Bu kararın ayrıntılarını merak edenler için aşağıda açacağız ancak en çok merak edilen ‘neden’ sorusuna cevap arayalım.
Araştırmalarımız perde arkasında 3 ayrı neden olduğunu gösteriyor. Önem açısından sıralayamayacağımız bu 3 nedenden en ilginç olanı şirketlerin Merkez Bankası’nın ucuz kredi politikasını lehlerine kullanmaya başlamaları nedeniyle BDDK’nın bunun önünü alma isteği. İfade edilen şu: Bazı büyük ve kredibil şirketler hem özel hem kamu bankalarından büyük tutarda kredi alıyor. Bu şirketler yüzde 20’ye mal ettiği krediyi yüzde 50-60 ile Londra swap piyasalarında satıyor. Aradaki karı kolay gelir olarak yazıyor. Satılan bu Türk Lirası da daha sonra nasıl kullanılıyor bilinmiyor. Bu kullanımın TL’ye zarar vermemesi için biliyorsunuz kısa süre önce ‘tahsisli swap’ piyasasına izin verilmesi kararlaştırıldı. Yani yabancıya dedik ki, TL alabilirsin ama bunu bizim hisse senedimiz ve tahvillerimizde kullanmak şart. Bu anlattığımız gerekçenin doğruluğunu BDDK’nın iki gün önce aldığı başka bir karar perçinliyor.

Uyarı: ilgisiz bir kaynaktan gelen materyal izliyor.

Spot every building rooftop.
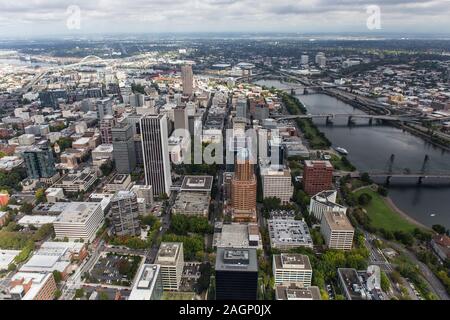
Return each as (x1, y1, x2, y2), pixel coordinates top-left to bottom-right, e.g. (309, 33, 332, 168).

Dün yapılan açıklamada “Şirketlerin, yurt dışı yerleşiklerce YP cinsinden ihraç edilmiş menkul kıymetler ve hisse senetleri ile yurt dışı yerleşiklerle yapılan ters repo gibi diğer parasal varlıkları da Karar kapsamındaki YP nakdi varlık tutarının hesaplamasına dahil edilecektir” söylemi de bu rahatsızlığı ortaya koyuyor.

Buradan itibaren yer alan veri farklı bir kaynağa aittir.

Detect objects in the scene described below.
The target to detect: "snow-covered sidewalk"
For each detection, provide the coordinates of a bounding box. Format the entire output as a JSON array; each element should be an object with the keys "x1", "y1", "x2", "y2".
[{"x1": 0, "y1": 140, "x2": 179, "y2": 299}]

Karar ne diyor? Bankalar ve finansal kuruluşlar dışındaki yurt içi yerleşik kişilerin, yurt dışı yerleşiklerle türev işlem gerçekleştirmesi halinde, bu kişilere bu Karar tarihinden sonra kullandırılacak olan TL ve YP cinsinden ticari nitelikli nakdi kredilere; sermaye yeterliliği oranı hesaplamasında; kredi riskine esas tutar hesaplanırken kullanılan yaklaşımdan bağımsız olarak, kredi riski azaltım teknikleri, kredi derecelendirme notları ve gayrimenkul ipotekleri dikkate alınmadan yüzde beş yüz risk ağırlığı uygulanacak. Özetle bankalar dışındaki şirketlerin yurtdışı kuruluşlar ile swap yapması imkansız hale getiriliyor. Şirketlerin türev işlem yapması epey zorlaştırılıyor.
İkinci ve yine aynı önemdeki diğer neden ise Türk Lirası kredi alan şirketlerin sahiplerinin bu kredi ile konut ve otomobil alarak bu alanlardaki fiyatları patlatması. Yani kredi genişlemesinin enflasyona direkt katkı yapması. Hatta bazı şirketlerin kendi faaliyet alanı olmayan alanlarda hammadde, ara mamul alarak fiyatların artışında rol oynadığı konuşuluyor. Bir örnek verirsek, tekstil alanında faaliyet gösteren şirket fiyatların artacağını tahmin ederek demir çelik stoklayabiliyor. Bunun için kredi de tabii ki bankalardan alınan yüzde 20-25 aralığındaki maliyetle alınan ticari kredi.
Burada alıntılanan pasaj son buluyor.